If a guy has lost one nut. Do not read
who lost his sense of humor.
Suppose that a guy has lost one nut... What happens next with men of different countries?
American will write a book: "Life without nut: everything is just beginning", the book will
become a bestseller. For the royalties from the book he will transplant a donor's nut.
Later on he will accuse the doctors that the new nut is not in harmony with his hair cut and
that is causing him a serious mental damage. For money obtained by a court decision he will
go to the Las Vegas. In Las Vegas he will meet the former owner of his nut and now
spectacular blonde Danielle. In Las Vegas Danielle is spending money received from selling
his/her nuts. Since before the meeting they have already something in common then it's only
fitting that they should get married.
In a year the Hollywood will shoot a film about this ("Nutsless", are featured: Ben Affleck and
Cameron Diaz. Danny De Vito as the nut).
Chino will receive an award from the state for the combating fertility (bicycle). Immediately
after this he will also be fined for half solution. The second nut will be forcibly amputated.
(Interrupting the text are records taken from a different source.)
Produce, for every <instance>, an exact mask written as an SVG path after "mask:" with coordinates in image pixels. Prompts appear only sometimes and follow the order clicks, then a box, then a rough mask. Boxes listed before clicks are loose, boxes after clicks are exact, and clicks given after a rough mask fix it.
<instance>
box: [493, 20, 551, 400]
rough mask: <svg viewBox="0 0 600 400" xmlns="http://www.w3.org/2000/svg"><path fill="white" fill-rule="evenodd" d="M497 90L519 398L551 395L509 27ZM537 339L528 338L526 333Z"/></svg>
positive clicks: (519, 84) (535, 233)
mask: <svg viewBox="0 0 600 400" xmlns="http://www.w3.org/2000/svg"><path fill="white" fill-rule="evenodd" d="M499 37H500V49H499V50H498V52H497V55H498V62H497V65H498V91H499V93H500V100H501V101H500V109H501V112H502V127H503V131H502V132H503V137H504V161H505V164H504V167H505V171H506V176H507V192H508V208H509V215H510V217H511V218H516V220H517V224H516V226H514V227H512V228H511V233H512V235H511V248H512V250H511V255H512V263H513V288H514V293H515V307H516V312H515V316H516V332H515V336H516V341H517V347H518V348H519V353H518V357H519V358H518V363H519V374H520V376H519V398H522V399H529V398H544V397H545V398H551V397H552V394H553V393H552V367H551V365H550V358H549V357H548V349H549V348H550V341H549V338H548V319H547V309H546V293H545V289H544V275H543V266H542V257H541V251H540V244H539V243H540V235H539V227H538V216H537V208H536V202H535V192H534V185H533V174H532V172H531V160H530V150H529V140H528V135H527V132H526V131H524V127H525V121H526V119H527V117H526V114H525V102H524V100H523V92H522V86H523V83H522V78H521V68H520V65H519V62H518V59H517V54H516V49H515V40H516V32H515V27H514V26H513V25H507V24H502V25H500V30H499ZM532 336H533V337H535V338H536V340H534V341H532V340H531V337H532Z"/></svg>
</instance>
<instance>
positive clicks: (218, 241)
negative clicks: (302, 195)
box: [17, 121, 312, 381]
The nuts will have been wrapped with gold foil, packed in a clay basket and sent to America
for sale under the guise of the Easter souvenir (9.95 dollars).
German will no longer be able to have a favorite food - fried hog's testicles. He more than
anyone else can sympathize unhappy animal. he will send five euros to the fund "For hogs
protection against the Culinary". He will stop watching favorite movie Rasputin. Meditating for
half an hour on the screen with swinging full scrotum would be above his forces.
Italian will be in the seventh heaven with joy. He now can become a great tenor.
If such cases would be few, Armani will launch a new collection of exclusive underwear with a
The French will have fifty-percent more free time after losing one nut. To spend this time
the right way and not to get out of bed, he would become bisexual.
Englishman will be an occasion to think about by long winter evenings beside the fireplace
with his favorite tea and pipe.
African will breathe freely. He had to cart the nut after the bite of the tsetse fly. He will
start to dream about the time when he loses the second one.
Chukchee will decide to go in for dancing seriously. According to proverb a bad dancer is at
odds with his nuts.
Jew will buy a bicycle without seating. After all now he can save!
Ukrainian will lose sleep, every night he will be thinking about that every Muscovite has two
nuts, but he has only one. In this regard there will be the weekly debates in Verkhovna Rada
(Parliament) with turning to the U.S. State Department. U.S. State Department will say they
are sending rubber prosthesis. On this occasion there will be a two-weeks joy in the
Verkhovna Rada. In the end the U.S. State Department will not send the rubber prosthesis,
but no one would be longer interested in this after a convincing victory of the Ukrainian
diplomatics over the Muscovites.
Russian for a month will be drinking with grief. Then he will monthly celebrate with drinking
the day of the loss of the nut. Every anniversary will be celebrated with drinking bouts. In ten
years he will forget why he drinks, but still will not refuse the alcohol.